BAD POLITICS: The politics of sleaze and thuggery. Who’s to blame?
People & Places

BAD POLITICS: The politics of sleaze and thuggery. Who’s to blame?

Contributing editor Mark Bourrie decries the sleaze in today’s politics — and lays the blame

Blessed are the poor, because they’re easy to railroad into jail.

Blessed are the meek, because they don’t fight back.

In the new Ottawa, morality is a fluid thing, and the teachings of Our Savior are honoured in the breach.

Our family values Minister of Public Safety turns out to be a fellow who should have kept a few safes in his pocket. Anonymous leaks have linked the minister to an alleged affair with his children’s babysitter… at the same time he was lecturing the rest of us on the sanctity of marriage during the same-sex marriage debate.

Now he’s back-peddling on his plan to snoop into our Internet habits after saying privacy activists are in league with child pornographers.

Then comes a story about a very intricate, and extremely deniable, scheme to “ratfuck” the Liberals and NDP in the last election.

Ratfucking first surfaced in the 1972 US presidential election. It was coined by Nixon’s little creeps to describe the ways they screwed over their opponents. Most of this scandalous behavior seems quaint today: cancelling hall bookings; sending dozens of unwanted and unpaid-for pizzas to opposition rallies. But after Richard Nixon promised to purge all the bad apples out of his campaign, the chief ratfucker, Donald Segretti, went to prison.

Now political campaigns are veritable rat orgies. Every little political hustler wants to be the next James Carville, the hateful alien-looking man who played Igor to Bill Clinton’s Dr. Frankenstein. At best, they run “war rooms” where they play “gotcha” with their opponents. The press, often as shallow and amoral as the campaign hustlers, feeds on the crap spewed from these War Rooms and helps turn politics into a sick game.

Now it turns out the Tories were infiltrated by a rogue staffer who somehow raised a load of dough, organized a scheme involving robocalls from a Tory-friendly call centre in Calgary, and personally, without anyone else knowing and with certainly no approval, ran it.

Voter suppression is a big part of the Republican playbook in the States, and it’s pretty clear that it’s come to Canada, along with another dirty tricks.

Like the calls to the Montreal riding of Liberal MP Irwin Cotler. He’s one of the most effective critics of the Conservatives’ law-and-order agenda. A respected legal scholar, Cotler served as minister of justice in the last Liberal government.
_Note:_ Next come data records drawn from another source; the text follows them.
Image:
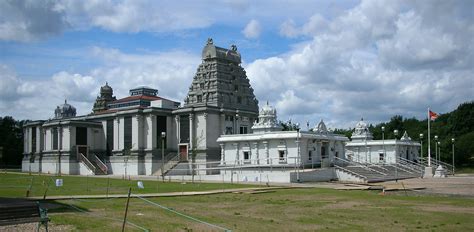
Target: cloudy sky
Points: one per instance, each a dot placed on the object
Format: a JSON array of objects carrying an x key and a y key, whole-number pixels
[{"x": 331, "y": 60}]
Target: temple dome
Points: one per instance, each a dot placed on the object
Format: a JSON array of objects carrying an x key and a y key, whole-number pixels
[
  {"x": 321, "y": 128},
  {"x": 267, "y": 120},
  {"x": 64, "y": 111},
  {"x": 106, "y": 89},
  {"x": 361, "y": 131}
]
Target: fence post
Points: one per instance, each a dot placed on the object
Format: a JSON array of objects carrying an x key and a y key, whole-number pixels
[
  {"x": 126, "y": 209},
  {"x": 107, "y": 193}
]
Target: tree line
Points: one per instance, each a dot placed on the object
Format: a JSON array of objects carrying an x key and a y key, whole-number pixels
[{"x": 458, "y": 124}]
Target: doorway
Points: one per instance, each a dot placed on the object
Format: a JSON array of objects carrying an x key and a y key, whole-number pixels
[{"x": 183, "y": 152}]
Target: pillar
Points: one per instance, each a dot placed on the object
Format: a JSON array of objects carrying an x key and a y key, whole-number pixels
[
  {"x": 191, "y": 125},
  {"x": 222, "y": 153},
  {"x": 267, "y": 154},
  {"x": 257, "y": 157}
]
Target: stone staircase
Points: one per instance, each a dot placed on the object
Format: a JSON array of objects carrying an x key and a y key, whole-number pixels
[
  {"x": 377, "y": 173},
  {"x": 93, "y": 163},
  {"x": 171, "y": 162}
]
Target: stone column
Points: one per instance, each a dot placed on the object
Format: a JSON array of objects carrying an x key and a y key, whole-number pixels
[
  {"x": 222, "y": 124},
  {"x": 255, "y": 145},
  {"x": 117, "y": 134},
  {"x": 267, "y": 155},
  {"x": 222, "y": 153},
  {"x": 237, "y": 157},
  {"x": 176, "y": 119},
  {"x": 151, "y": 133},
  {"x": 136, "y": 132},
  {"x": 191, "y": 125}
]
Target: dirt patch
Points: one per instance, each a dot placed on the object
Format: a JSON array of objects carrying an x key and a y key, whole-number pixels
[
  {"x": 32, "y": 227},
  {"x": 446, "y": 208},
  {"x": 344, "y": 205}
]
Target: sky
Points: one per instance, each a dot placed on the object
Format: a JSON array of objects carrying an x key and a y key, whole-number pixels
[{"x": 331, "y": 60}]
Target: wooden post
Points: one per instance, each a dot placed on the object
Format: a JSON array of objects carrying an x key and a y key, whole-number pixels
[
  {"x": 107, "y": 193},
  {"x": 126, "y": 209}
]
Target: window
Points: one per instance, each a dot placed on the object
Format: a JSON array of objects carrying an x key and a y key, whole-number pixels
[
  {"x": 81, "y": 135},
  {"x": 229, "y": 130},
  {"x": 54, "y": 134},
  {"x": 110, "y": 136},
  {"x": 246, "y": 157},
  {"x": 282, "y": 156},
  {"x": 127, "y": 133},
  {"x": 33, "y": 139},
  {"x": 243, "y": 130},
  {"x": 184, "y": 129},
  {"x": 160, "y": 127}
]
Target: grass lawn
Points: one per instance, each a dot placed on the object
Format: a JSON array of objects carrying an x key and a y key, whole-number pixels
[
  {"x": 306, "y": 209},
  {"x": 17, "y": 184},
  {"x": 465, "y": 170},
  {"x": 282, "y": 210}
]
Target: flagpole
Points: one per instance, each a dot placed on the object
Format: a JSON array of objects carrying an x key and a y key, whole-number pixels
[{"x": 429, "y": 138}]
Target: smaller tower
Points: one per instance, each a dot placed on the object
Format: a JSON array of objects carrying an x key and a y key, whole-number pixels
[
  {"x": 361, "y": 132},
  {"x": 64, "y": 111},
  {"x": 106, "y": 96},
  {"x": 267, "y": 120}
]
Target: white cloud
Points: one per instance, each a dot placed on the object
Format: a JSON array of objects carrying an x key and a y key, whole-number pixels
[
  {"x": 315, "y": 25},
  {"x": 252, "y": 30},
  {"x": 376, "y": 60},
  {"x": 29, "y": 20}
]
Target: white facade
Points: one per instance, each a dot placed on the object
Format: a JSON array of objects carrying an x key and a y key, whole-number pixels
[
  {"x": 363, "y": 149},
  {"x": 270, "y": 147}
]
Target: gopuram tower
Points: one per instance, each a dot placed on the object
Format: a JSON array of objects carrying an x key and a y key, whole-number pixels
[{"x": 220, "y": 101}]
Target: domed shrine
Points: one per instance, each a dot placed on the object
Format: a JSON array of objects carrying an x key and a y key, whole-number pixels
[{"x": 64, "y": 111}]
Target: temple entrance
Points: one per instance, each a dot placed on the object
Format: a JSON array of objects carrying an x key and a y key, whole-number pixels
[
  {"x": 183, "y": 152},
  {"x": 84, "y": 150}
]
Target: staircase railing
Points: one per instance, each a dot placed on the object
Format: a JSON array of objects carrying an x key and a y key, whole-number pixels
[
  {"x": 351, "y": 172},
  {"x": 359, "y": 165},
  {"x": 170, "y": 161},
  {"x": 411, "y": 165},
  {"x": 436, "y": 163},
  {"x": 101, "y": 165},
  {"x": 86, "y": 161}
]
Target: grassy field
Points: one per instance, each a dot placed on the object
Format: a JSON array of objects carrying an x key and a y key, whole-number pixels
[
  {"x": 306, "y": 209},
  {"x": 17, "y": 185},
  {"x": 282, "y": 210}
]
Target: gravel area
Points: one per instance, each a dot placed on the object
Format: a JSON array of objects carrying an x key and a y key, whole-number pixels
[
  {"x": 32, "y": 227},
  {"x": 459, "y": 185}
]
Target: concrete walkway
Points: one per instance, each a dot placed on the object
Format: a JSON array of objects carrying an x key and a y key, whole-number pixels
[{"x": 171, "y": 194}]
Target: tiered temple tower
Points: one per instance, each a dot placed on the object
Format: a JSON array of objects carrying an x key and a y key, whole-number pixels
[
  {"x": 220, "y": 101},
  {"x": 106, "y": 96}
]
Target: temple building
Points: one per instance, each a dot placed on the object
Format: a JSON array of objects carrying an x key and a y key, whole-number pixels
[
  {"x": 280, "y": 155},
  {"x": 363, "y": 149},
  {"x": 129, "y": 135}
]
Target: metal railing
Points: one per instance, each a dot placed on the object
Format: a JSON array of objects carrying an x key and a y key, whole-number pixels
[
  {"x": 435, "y": 163},
  {"x": 364, "y": 166},
  {"x": 86, "y": 161},
  {"x": 100, "y": 164},
  {"x": 351, "y": 172}
]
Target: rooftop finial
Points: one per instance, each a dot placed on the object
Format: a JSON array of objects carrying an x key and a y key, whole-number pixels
[{"x": 210, "y": 41}]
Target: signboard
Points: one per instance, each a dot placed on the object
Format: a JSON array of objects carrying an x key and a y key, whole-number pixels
[{"x": 59, "y": 182}]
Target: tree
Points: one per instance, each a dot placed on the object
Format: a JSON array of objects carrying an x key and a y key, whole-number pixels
[
  {"x": 289, "y": 126},
  {"x": 11, "y": 141}
]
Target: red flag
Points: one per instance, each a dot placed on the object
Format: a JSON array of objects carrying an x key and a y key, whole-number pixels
[{"x": 433, "y": 115}]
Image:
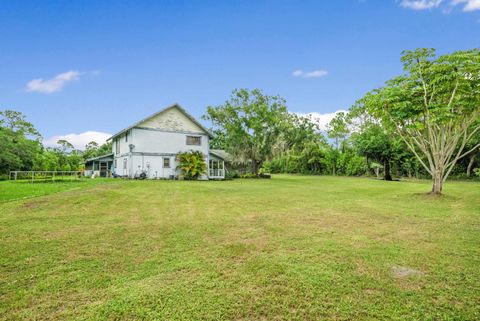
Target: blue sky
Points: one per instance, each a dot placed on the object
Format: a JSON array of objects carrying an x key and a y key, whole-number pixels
[{"x": 95, "y": 67}]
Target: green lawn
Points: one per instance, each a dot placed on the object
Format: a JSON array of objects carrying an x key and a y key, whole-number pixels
[
  {"x": 11, "y": 190},
  {"x": 289, "y": 248}
]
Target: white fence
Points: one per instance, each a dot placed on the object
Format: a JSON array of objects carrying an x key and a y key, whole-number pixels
[{"x": 44, "y": 176}]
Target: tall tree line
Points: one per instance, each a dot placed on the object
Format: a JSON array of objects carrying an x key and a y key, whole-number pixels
[
  {"x": 21, "y": 148},
  {"x": 424, "y": 123}
]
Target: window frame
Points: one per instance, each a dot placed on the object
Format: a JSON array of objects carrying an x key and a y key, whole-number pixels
[{"x": 168, "y": 162}]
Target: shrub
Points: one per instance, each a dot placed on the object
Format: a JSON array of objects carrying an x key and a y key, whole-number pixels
[{"x": 192, "y": 164}]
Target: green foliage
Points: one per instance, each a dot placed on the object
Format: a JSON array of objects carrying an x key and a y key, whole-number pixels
[
  {"x": 19, "y": 142},
  {"x": 251, "y": 122},
  {"x": 192, "y": 164},
  {"x": 434, "y": 107}
]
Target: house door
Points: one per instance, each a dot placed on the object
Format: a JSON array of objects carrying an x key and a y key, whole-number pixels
[{"x": 103, "y": 169}]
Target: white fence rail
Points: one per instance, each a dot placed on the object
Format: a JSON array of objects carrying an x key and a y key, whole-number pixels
[{"x": 44, "y": 176}]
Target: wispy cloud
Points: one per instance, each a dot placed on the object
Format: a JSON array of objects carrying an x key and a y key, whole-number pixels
[
  {"x": 470, "y": 5},
  {"x": 447, "y": 6},
  {"x": 420, "y": 4},
  {"x": 78, "y": 140},
  {"x": 310, "y": 74},
  {"x": 49, "y": 86}
]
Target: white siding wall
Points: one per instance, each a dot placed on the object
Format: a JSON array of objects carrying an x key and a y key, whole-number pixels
[
  {"x": 147, "y": 142},
  {"x": 155, "y": 141}
]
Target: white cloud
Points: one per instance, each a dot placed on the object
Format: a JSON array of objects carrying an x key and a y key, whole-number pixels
[
  {"x": 321, "y": 120},
  {"x": 420, "y": 4},
  {"x": 310, "y": 74},
  {"x": 470, "y": 5},
  {"x": 54, "y": 84},
  {"x": 78, "y": 140}
]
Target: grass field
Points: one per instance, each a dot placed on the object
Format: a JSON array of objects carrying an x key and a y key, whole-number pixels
[
  {"x": 11, "y": 190},
  {"x": 289, "y": 248}
]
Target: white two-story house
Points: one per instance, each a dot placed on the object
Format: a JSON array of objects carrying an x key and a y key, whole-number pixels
[{"x": 150, "y": 146}]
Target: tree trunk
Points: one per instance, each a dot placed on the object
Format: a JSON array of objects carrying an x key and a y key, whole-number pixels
[
  {"x": 386, "y": 170},
  {"x": 470, "y": 165},
  {"x": 437, "y": 179}
]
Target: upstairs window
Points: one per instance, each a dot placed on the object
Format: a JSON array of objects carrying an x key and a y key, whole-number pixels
[
  {"x": 194, "y": 140},
  {"x": 166, "y": 162}
]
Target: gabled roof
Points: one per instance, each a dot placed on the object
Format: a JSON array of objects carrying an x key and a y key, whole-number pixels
[
  {"x": 100, "y": 157},
  {"x": 176, "y": 105}
]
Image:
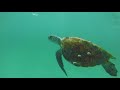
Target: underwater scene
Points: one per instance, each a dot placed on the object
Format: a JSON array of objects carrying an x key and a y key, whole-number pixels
[{"x": 59, "y": 45}]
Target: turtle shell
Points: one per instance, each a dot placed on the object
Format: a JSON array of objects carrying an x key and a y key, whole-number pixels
[{"x": 84, "y": 53}]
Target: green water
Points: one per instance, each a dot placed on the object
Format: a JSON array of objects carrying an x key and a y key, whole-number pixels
[{"x": 26, "y": 52}]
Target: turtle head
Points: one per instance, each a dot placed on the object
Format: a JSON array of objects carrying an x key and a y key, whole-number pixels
[{"x": 55, "y": 39}]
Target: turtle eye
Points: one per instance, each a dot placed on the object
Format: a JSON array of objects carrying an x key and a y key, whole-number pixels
[{"x": 50, "y": 37}]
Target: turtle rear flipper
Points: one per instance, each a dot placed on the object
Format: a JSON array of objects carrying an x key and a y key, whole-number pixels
[
  {"x": 110, "y": 68},
  {"x": 59, "y": 60}
]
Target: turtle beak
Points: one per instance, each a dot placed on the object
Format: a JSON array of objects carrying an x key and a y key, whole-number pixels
[{"x": 49, "y": 37}]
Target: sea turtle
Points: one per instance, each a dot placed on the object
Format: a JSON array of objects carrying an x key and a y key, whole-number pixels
[{"x": 81, "y": 52}]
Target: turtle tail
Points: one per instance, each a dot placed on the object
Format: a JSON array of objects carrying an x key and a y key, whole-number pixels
[{"x": 55, "y": 39}]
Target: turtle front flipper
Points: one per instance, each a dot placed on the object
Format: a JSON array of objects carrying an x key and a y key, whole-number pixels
[
  {"x": 110, "y": 68},
  {"x": 59, "y": 60}
]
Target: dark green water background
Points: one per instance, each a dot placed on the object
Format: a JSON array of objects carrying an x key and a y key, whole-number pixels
[{"x": 26, "y": 52}]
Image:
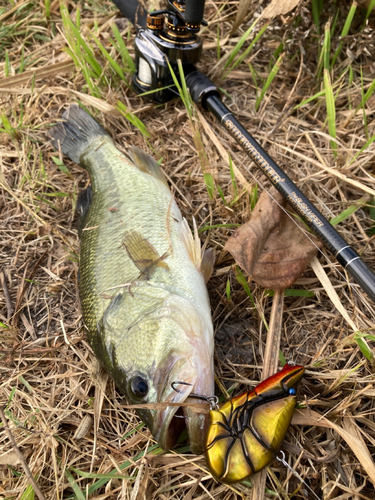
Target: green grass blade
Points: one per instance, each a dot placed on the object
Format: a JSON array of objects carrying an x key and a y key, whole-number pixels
[
  {"x": 28, "y": 494},
  {"x": 368, "y": 143},
  {"x": 77, "y": 490},
  {"x": 269, "y": 80},
  {"x": 331, "y": 110},
  {"x": 240, "y": 43},
  {"x": 133, "y": 119},
  {"x": 243, "y": 56},
  {"x": 345, "y": 31},
  {"x": 345, "y": 214},
  {"x": 124, "y": 53},
  {"x": 363, "y": 346},
  {"x": 317, "y": 8},
  {"x": 113, "y": 64},
  {"x": 370, "y": 8},
  {"x": 232, "y": 176},
  {"x": 290, "y": 292}
]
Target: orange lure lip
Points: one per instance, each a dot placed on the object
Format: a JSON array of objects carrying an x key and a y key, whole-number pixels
[{"x": 246, "y": 431}]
The callers told Cotler’s constituents that he wasn’t running again. At the same time, the defeated Tory candidate acted like he’d won. He set up constituency meetings and told voters he’s looking after their interests in Ottawa.

Andrew Scheer, the Speaker of the House of Commons, said there was no foul because there was no harm. Sort of like a bank heist gone wrong, where a gun is pulled and the teller laughs it off as a fake. Nope, nothing happened.

You better sit back and enjoy what’s happening to this country, because all we’re seeing is a ramped-up version of the thuggery of the Chrétien years. The Liberals had nearly a century in power to learn how to apply some subtlety to their sleaze. And the NDP really has no plans to make things work better. They have their own coven of campaign creeps and sleazy spinners.

You could take up pot smoking, but you’ll face Justice minister Rob Nicholson’s new mandatory jail terms. You could start a blog, but Vic is watching. You could protest and be held up to ridicule on Sun TV and beaten like a pinata on fascist blogs.

You can tell I’m in a pissy mood this week. But it’s become very obvious to me that we have to take back this country. Not “we” in the sense of an ideology, but “we” as people. Enough of the ratfuckers, the spin doctors and those who would undermine democracy and its handmaiden, a free press.

Maybe we’re too fat, too comfortable, and too scared. By the time this regime plays out, I suspect we’ll lose two out of three excuses.